Libia – Una unità di crisi permanente

Il governo italiano ha annunciato la formazione di una unità di crisi permanente, presso la sede della presidenza del Consiglio, per seguire la situazione in Libia per tutte le forze politiche, di sicurezza e gli aspetti umanitari. La decisione è arrivata dopo una riunione speciale hanno partecipato i ministri degli Esteri e della Difesa e funzionari dell’intelligence.
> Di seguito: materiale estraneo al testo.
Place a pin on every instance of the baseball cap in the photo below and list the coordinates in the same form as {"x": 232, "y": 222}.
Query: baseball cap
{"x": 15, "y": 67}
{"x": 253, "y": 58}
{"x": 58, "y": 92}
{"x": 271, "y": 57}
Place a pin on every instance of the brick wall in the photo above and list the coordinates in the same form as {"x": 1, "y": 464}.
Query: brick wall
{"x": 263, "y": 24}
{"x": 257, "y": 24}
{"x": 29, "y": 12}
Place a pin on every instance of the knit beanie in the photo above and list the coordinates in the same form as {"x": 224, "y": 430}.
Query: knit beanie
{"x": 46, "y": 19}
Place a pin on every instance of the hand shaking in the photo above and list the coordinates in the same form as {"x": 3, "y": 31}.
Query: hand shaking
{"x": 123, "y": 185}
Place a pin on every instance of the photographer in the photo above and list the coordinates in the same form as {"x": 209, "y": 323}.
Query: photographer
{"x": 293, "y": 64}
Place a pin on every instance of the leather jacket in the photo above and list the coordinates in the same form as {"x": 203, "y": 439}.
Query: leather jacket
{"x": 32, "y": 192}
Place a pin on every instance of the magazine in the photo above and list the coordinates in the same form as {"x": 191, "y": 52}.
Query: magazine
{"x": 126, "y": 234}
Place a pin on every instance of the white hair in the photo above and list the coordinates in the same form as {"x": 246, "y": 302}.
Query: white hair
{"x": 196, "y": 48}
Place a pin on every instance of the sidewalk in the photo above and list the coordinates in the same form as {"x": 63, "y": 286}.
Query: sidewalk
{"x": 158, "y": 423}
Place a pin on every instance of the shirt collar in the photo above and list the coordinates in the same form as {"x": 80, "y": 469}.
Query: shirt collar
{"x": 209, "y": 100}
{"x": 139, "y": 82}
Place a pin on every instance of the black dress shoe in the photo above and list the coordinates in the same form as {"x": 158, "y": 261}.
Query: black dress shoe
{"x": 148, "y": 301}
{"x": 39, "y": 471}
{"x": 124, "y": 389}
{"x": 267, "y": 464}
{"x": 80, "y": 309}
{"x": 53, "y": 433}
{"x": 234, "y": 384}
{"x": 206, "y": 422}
La polemica a Roma sulla posizione da adottare nella sofferenza degli sviluppi nel campo non è chiara finora. I media italiani, compresi i canali televisivi, hanno mostrato rapporti contrastanti da Tripoli. Alcune fonti hanno rivelato che il primo ministro italiano Giuseppe Conte, che ha ricevuto gli inviati dal maresciallo Khalifa Belqasim Haftar, è stato informato della decisione che ha descritto come «il processo di liberazione di Tripoli». Parigi ha negato di aver ricevuto una lettera simile dal libica comandante dell’esercito nazionale ha confermato pur avendo ricevuto una delegazione da esso. Fonti italiane, che hanno parlato di «Porta di Mezzo» e confermano che Roma in connessione con la mossa diplomatica intensificato di influenzare il corso delle cose e contenerle pacificamente. Tra le idee proposte, la formazione di un gruppo di contatto internazionale che comprende Stati Uniti, Francia e Stati arabi, nella prima fase di un processo per esplorare il meccanismo prima di estenderla ad altri paesi.